Wishful thinking

During the fiscal year just past (2004/05), the manufacturing sector registered a growth rate of just 2.76 per cent, a figure that hardly reflects a satisfactory trend in the direction of the national economy, according to the figures just compiled by the Central Bureau of Statistics. The government has, in the current budget, set a vision of attaining economic stability and higher economic growth rate, as well as the broader goals of reducing the poverty rate to below 10 per cent of the population and of achieving the UN’s Millennium Development Goals (MDGs). How this can be possible has not, however, been explained. The economy’s performance last year, at a mere two per cent GDP growth rate, was lacklustre, but the government has fixed the target of 4.5 per cent for this year (2005/06), without providing any sound basis for this optimism.

The poor progress on the manufacturing front means that it has produced few new jobs and its contribution to the national economy has likewise been low. Garments, once the pride of the Nepali economy in foreign exchange earnings, contribution to the GDP and employment creation, slumped by 19 per cent last year in continuation of its downward spiral, which is likely to persist this year too; however, woollen carpets grew by six per cent. This trend continues across the economic board. The service industry, for example, tourism — the top foreign exchage spinner along with garments and carpets — has been in a poor shape for several years. And the agricultural sector, the largest single contributor to GDP and the mainstay of the vast majority of the Nepalis, did not perform well last year.

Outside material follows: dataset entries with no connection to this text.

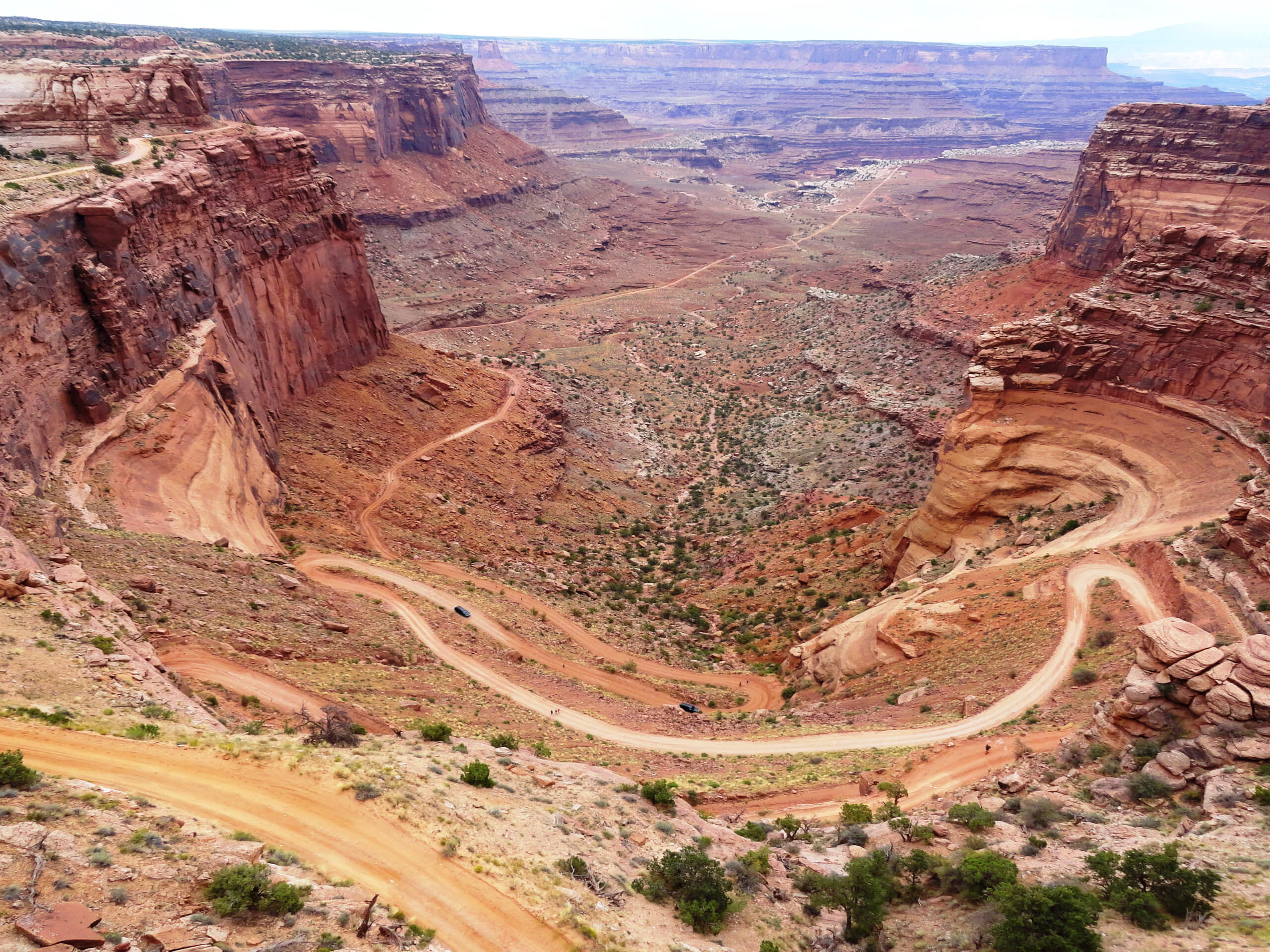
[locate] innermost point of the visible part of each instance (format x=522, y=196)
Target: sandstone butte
x=242, y=230
x=73, y=107
x=389, y=134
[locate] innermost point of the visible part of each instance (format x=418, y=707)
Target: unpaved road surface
x=1080, y=581
x=391, y=476
x=329, y=829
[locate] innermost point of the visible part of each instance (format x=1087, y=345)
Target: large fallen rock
x=1254, y=655
x=1174, y=639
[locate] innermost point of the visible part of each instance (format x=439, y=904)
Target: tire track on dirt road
x=300, y=813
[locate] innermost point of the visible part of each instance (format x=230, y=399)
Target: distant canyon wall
x=79, y=108
x=1150, y=167
x=221, y=286
x=844, y=101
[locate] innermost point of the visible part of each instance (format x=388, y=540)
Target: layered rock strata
x=76, y=108
x=408, y=143
x=1178, y=329
x=842, y=101
x=218, y=289
x=1218, y=696
x=1153, y=166
x=353, y=112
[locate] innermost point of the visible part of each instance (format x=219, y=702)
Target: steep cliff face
x=407, y=143
x=1153, y=166
x=1112, y=397
x=352, y=112
x=553, y=119
x=66, y=107
x=216, y=291
x=849, y=99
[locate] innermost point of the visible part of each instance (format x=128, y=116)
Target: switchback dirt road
x=1080, y=581
x=329, y=829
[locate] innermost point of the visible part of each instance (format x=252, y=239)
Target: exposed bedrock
x=408, y=144
x=75, y=107
x=847, y=99
x=353, y=112
x=1152, y=166
x=223, y=287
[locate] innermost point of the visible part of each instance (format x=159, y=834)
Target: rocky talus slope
x=71, y=107
x=219, y=289
x=1152, y=166
x=1216, y=696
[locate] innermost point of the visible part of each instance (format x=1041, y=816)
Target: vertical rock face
x=352, y=112
x=1152, y=166
x=223, y=286
x=847, y=99
x=71, y=107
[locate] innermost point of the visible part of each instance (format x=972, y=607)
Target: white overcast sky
x=942, y=21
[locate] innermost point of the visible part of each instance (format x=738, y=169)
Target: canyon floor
x=652, y=429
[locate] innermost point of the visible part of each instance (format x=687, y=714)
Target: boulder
x=1213, y=677
x=1152, y=769
x=1174, y=761
x=1112, y=789
x=67, y=574
x=1250, y=748
x=1012, y=782
x=1230, y=700
x=1254, y=654
x=1197, y=663
x=910, y=696
x=1221, y=791
x=1174, y=639
x=66, y=923
x=24, y=835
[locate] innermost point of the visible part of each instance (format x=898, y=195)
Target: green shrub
x=1143, y=883
x=855, y=814
x=980, y=874
x=973, y=817
x=659, y=792
x=439, y=731
x=754, y=831
x=1083, y=674
x=1046, y=919
x=14, y=774
x=477, y=774
x=695, y=883
x=861, y=892
x=247, y=888
x=1143, y=786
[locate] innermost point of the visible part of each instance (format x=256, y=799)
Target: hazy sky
x=948, y=21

In the current year, too, the monsoons — drought, excessive or ill-timed rains in most parts of the country — have made it pretty clear that farm output will be unsatisfactory, too, which will, in turn, pull down the GDP growth rate. The economic outlook for this year is far from encouraging. All this renders the government’s economic growth projection for this year over-ambitious. So, if this trend continues, as is likely unless the Maoist insurgency is resolved, poverty reduction and achievement of MDGs will remain wishful thinking, like so many other plans that have gone awry during the past half century.